When you really think about it, it makes total sense. When you are driving in the left lane and someone starts tailgating, you either speed up, move over or slow down. You have options and may react based on your state of mind that day, at that moment. This is an example of physical pressure.
Some of us put incredible mental pressures on ourselves. The pressure to gain knowledge of something quickly or to be perfect in a skill, when that sometimes takes time. Years even. I know I have done this in the past and still do to this day. It’s called being hard on yourself.
Life is a lot about pressure on and pressure off and to think it would be any different for a dog would be a misunderstanding.
Have you ever given one dog a bone and watched the second dog stand there, staring until the dog with the bone walked away? This is physical pressure to surrender the toy/bone and often creates defensive behavior by the dog that has the bone at some point, if it is allowed to happen.
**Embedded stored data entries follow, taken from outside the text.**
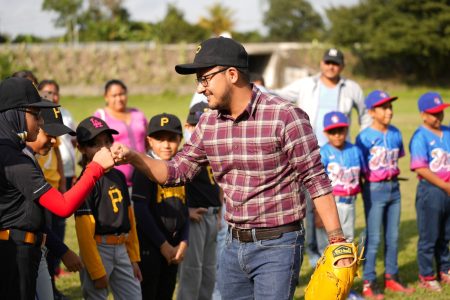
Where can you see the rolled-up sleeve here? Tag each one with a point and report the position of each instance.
(301, 147)
(187, 163)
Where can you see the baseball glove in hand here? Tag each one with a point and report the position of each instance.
(329, 281)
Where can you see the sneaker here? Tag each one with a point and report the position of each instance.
(393, 283)
(445, 277)
(430, 283)
(371, 291)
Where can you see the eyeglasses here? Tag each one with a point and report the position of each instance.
(204, 80)
(36, 114)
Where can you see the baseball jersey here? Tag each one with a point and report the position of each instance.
(106, 211)
(161, 212)
(431, 151)
(344, 168)
(381, 151)
(203, 190)
(22, 183)
(49, 165)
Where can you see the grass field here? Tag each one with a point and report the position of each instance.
(406, 118)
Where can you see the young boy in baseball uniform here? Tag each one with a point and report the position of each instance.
(382, 146)
(161, 214)
(344, 165)
(105, 225)
(430, 159)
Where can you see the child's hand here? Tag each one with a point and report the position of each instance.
(72, 261)
(120, 153)
(168, 251)
(104, 158)
(101, 283)
(136, 271)
(181, 249)
(447, 188)
(196, 214)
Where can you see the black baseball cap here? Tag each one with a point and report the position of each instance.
(334, 55)
(218, 51)
(53, 122)
(196, 111)
(90, 127)
(16, 92)
(164, 122)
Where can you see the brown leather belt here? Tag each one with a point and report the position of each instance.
(259, 234)
(22, 236)
(111, 239)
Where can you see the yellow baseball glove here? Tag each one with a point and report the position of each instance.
(330, 282)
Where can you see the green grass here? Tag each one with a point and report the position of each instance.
(406, 118)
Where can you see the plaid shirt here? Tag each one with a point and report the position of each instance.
(263, 160)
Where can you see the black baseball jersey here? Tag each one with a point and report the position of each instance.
(203, 190)
(21, 184)
(166, 205)
(108, 202)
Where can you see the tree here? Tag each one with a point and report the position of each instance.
(174, 28)
(294, 21)
(220, 19)
(68, 11)
(403, 38)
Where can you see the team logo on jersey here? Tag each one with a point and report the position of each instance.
(348, 178)
(440, 160)
(332, 52)
(57, 112)
(116, 197)
(96, 123)
(383, 158)
(164, 121)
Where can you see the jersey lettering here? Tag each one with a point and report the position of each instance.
(440, 160)
(57, 112)
(169, 192)
(210, 175)
(116, 196)
(383, 158)
(346, 177)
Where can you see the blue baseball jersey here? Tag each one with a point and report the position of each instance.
(344, 168)
(431, 151)
(381, 151)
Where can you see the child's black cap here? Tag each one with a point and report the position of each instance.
(165, 122)
(16, 92)
(53, 122)
(90, 127)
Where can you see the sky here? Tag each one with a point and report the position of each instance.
(26, 17)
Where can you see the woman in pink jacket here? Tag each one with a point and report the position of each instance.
(131, 123)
How the dog with the bone reacts depends largely on the dog, but is it fair? I think not.
I have many clients that tell me that their dog begs at the dinner table but they have never given them table food. See any resemblance there?
Social pressure is a big one for many dogs and some are not equipped to handle what comes
into their space. They make the wrong decisions because they are not comfortable and nobody is listening and helping them out when they need it. If the dog has questionable social history and a new dog comes too close or hangs out too long in his space, this may cause a reaction. This is how behavior issues start and escalate. Go to your nearest dog park and watch it unfold for yourself.
Putting too much mental pressure on some dogs can be problematic leading to frustration if there is no outlet while others deal with it quite well. Some dogs will redirect in certain situations and some will shut down and some will simply comply. Again, it depends on the dog.
Knowing how your dog responds to pressure will help it in all aspects of its life, wether it be socially or from a training standpoint. Teaching the commands that are necessary to managing your dog are important and really not that difficult to teach. Equally, if not more important is learning how to ready his/her body language. This is the best part!